I have an AirFlow DAG aimed to be triggered manually. Its logic is straightforward. The DAG receives start_date and end_date as params and then does the following steps:
- Lists prefixes in the S3 bucket for each target date
- Builds
spark-submitarguments using date and partitions extracted from S3 prefixes - Triggers Databricks job with prepared arguments.
The complete code is below:
@dag(
dag_id="test_backfill_dag_v1",
start_date=datetime(2024, 2, 27),
catchup=False,
render_template_as_native_obj=True,
schedule=None,
params={
"start_date": Param(default=f"{date.today()}", format="date", type="string"),
"end_date": Param(default=f"{date.today()}", format="date", type="string"),
},
)
def test_backfill_dag():
@task
def build_spark_submit_args(target_date: str, partitions: list[str]) -> list[str]:
return build_args(start_date=target_date, end_date=target_date, partitions=partitions)
@task
def list_target_dates(**context):
params = context["params"]
start_end_range = date_range(params["start_date"], params["end_date"], freq="D")
return start_end_range.strftime("%Y-%m-%d").tolist()
@task
def build_root_s3_prefix(target_date: str) -> str:
return f"foo/date={target_date}/"
@task
def extract_target_partitions(prefixes: list[str]) -> list[str]:
return extract_partitions(prefixes)
@task_group
def backfill_group(target_date: str) -> None:
root_prefix = build_root_s3_prefix(target_date)
s3_list_prefixes_operator = S3ListPrefixesOperator(
task_id="s3_list_prefixes_operator",
prefix=root_prefix,
bucket="test-bucket",
delimiter="/",
)
target_partitions = extract_target_partitions(s3_list_prefixes_operator.output)
spark_submit_args = build_spark_submit_args(target_date, target_partitions)
databricks_run_now = DatabricksRunNowOperator(
retries=2,
job_id="my-test-job",
task_id="databricks_run_now",
spark_submit_params="{{ ti.xcom_pull(task_ids='backfill_group.build_spark_submit_args') }}",
max_active_tis_per_dagrun=1,
)
root_prefix >> s3_list_prefixes_operator >> segments >> spark_submit_args >> databricks_run_now
dates = list_target_dates()
backfill_group.expand(target_date=dates)
test_backfill_dag()
Everything works as expected except triggering DatabricksRunNowOperator.

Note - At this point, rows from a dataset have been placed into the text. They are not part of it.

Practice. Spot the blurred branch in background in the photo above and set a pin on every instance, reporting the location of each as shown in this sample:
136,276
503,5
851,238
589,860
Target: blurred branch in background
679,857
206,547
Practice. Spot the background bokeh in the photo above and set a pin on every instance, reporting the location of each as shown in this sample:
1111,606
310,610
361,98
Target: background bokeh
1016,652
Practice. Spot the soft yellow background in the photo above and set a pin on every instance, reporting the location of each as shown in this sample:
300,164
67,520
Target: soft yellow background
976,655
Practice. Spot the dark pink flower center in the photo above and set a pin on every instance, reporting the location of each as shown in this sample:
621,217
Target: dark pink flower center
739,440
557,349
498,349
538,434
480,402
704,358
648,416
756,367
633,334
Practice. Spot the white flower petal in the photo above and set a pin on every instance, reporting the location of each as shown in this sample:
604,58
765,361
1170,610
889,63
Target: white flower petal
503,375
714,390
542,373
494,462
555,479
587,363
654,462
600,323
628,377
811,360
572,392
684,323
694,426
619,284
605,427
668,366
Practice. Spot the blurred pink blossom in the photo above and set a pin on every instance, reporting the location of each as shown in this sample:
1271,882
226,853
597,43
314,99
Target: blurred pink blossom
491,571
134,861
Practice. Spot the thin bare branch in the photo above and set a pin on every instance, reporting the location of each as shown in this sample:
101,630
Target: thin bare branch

Tasks are failing with TypeError: Object of type LazyXComAccess is not JSON serializable:
[2024-02-27, 11:23:23 UTC] {taskinstance.py:1935} ERROR - Task failed with exception
Traceback (most recent call last):
File "/home/airflow/.local/lib/python3.11/site-packages/airflow/providers/databricks/operators/databricks.py", line 827, in execute
self.run_id = hook.run_now(self.json)
^^^^^^^^^^^^^^^^^^^^^^^
File "/home/airflow/.local/lib/python3.11/site-packages/airflow/providers/databricks/hooks/databricks.py", line 223, in run_now
response = self._do_api_call(RUN_NOW_ENDPOINT, json)

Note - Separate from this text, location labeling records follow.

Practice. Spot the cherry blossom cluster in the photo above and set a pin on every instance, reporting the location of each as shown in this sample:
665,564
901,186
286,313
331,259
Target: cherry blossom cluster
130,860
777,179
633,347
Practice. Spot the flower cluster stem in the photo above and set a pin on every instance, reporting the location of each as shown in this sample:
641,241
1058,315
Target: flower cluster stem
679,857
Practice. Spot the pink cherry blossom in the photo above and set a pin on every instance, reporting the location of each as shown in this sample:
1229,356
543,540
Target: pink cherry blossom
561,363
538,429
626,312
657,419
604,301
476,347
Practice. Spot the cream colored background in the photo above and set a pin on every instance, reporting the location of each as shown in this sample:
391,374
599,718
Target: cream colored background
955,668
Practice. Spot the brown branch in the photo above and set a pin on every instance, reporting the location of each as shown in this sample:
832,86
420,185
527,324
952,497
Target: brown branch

^^^^^^^^^^^^^^^^^^^^^^^^^^^^^^^^^^^^^^^^^
File "/home/airflow/.local/lib/python3.11/site-packages/airflow/providers/databricks/hooks/databricks_base.py", line 596, in _do_api_call
for attempt in self._get_retry_object():
File "/home/airflow/.local/lib/python3.11/site-packages/tenacity/__init__.py", line 347, in __iter__
do = self.iter(retry_state=retry_state)
^^^^^^^^^^^^^^^^^^^^^^^^^^^^^^^^^^
File "/home/airflow/.local/lib/python3.11/site-packages/tenacity/__init__.py", line 314, in iter
return fut.result()
^^^^^^^^^^^^
File "/usr/local/lib/python3.11/concurrent/futures/_base.py", line 449, in result
return self.__get_result()
^^^^^^^^^^^^^^^^^^^
File "/usr/local/lib/python3.11/concurrent/futures/_base.py", line 401, in __get_result
raise self._exception
File "/home/airflow/.local/lib/python3.11/site-packages/airflow/providers/databricks/hooks/databricks_base.py", line 598, in _do_api_call
response = request_func(
^^^^^^^^^^^^^
File "/home/airflow/.local/lib/python3.11/site-packages/requests/api.py", line 115, in post
return request("post", url, data=data, json=json, **kwargs)
^^^^^^^^^^^^^^^^^^^^^^^^^^^^^^^^^^^^^^^^^^^^^^^^^^^^
File "/home/airflow/.local/lib/python3.11/site-packages/requests/api.py", line 59, in request
return session.request(method=method, url=url, **kwargs)
^^^^^^^^^^^^^^^^^^^^^^^^^^^^^^^^^^^^^^^^^^^^^^^^^
File "/home/airflow/.local/lib/python3.11/site-packages/requests/sessions.py", line 575, in request
prep = self.prepare_request(req)
^^^^^^^^^^^^^^^^^^^^^^^^^
File "/home/airflow/.local/lib/python3.11/site-packages/requests/sessions.py", line 486, in prepare_request
p.prepare(
File "/home/airflow/.local/lib/python3.11/site-packages/requests/models.py", line 371, in prepare
self.prepare_body(data, files, json)
File "/home/airflow/.local/lib/python3.11/site-packages/requests/models.py", line 511, in prepare_body
body = complexjson.dumps(json, allow_nan=False)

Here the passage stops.